The government, meanwhile, revised the September growth in the index of industrial production (IIP) to 2.8 per cent against 2.5 per cent announced earlier.
Private consumption, for long a laggard, plummeted further and manufacturing growth hit a three-year low by contracting 7.6 per cent in October, according to the IIP data, which gauges the factory output in the country. The sector comprises over 75 per cent of the index and is the focus of the new government, which has announced ‘Make in India’ policy to promote manufacturing.
Reflecting falling demand, even during the festive season, the production of consumer goods contracted by 18.6 per cent in October as against a decline in output at 5 per cent registered during the corresponding period last fiscal. During the April-October period, the sector contracted 6.3 per cent, compared to a decline of 1.7 per cent in the same period of 2013-14.

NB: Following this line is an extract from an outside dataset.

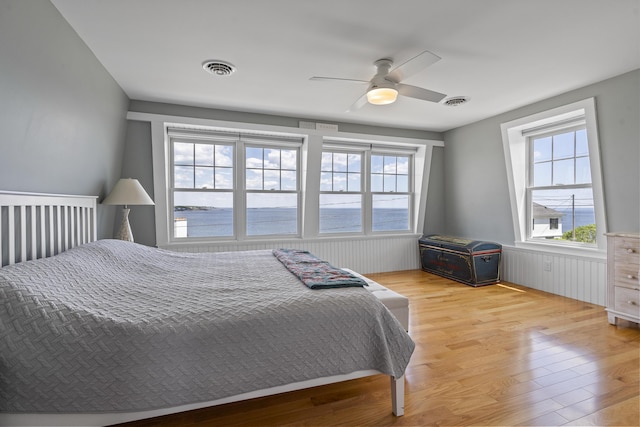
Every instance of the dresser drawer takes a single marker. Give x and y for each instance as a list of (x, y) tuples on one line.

Industry body Ficci said that the fall “reflects slowdown in investments but also the deep-rooted slackness in consumer demand which requires bringing down the interest rates urgently. It would also need faster implementation of government’s intentions to introduce reforms in which states have major role to play… despite being a festive month, growth of consumer goods especially durables has been negative”.
Production in the capital goods sector, a barometer of investment in the country, declined by 2.3 per cent in October, as against a growth of 2.5 per cent in corresponding month of last year. During the eight-month period, the output of capital goods grew by 4.8 per cent as against a dip in production by 0.2 per cent.
Overall, the IIP rose 1.9 per cent in April-October period, as against 0.2 per cent in corresponding period of last fiscal. Of the 22 industry groups in manufacturing, 16 witnessed contraction during the month.
Electricity generation during the month, however, grew by 13.3 per cent compared to a growth of 1.3 per cent during the corresponding period last year. The production in the mining sector also witnessed a growth of 5.2 per cent as against a contraction of 2.9 per cent during the year-ago period.
Analysts, however, pointed at some bright spots. “Given the fewer number of working days on the account of the shift in the festive calendar, the sharp contraction in manufacturing output in October should not be construed as a cause for alarm,” said Aditi Nayar, senior economist with ICRA.
She said indicators, including a 12 per cent rise in automobile production in November after a 5 per cent drop in October, suggest an uptick.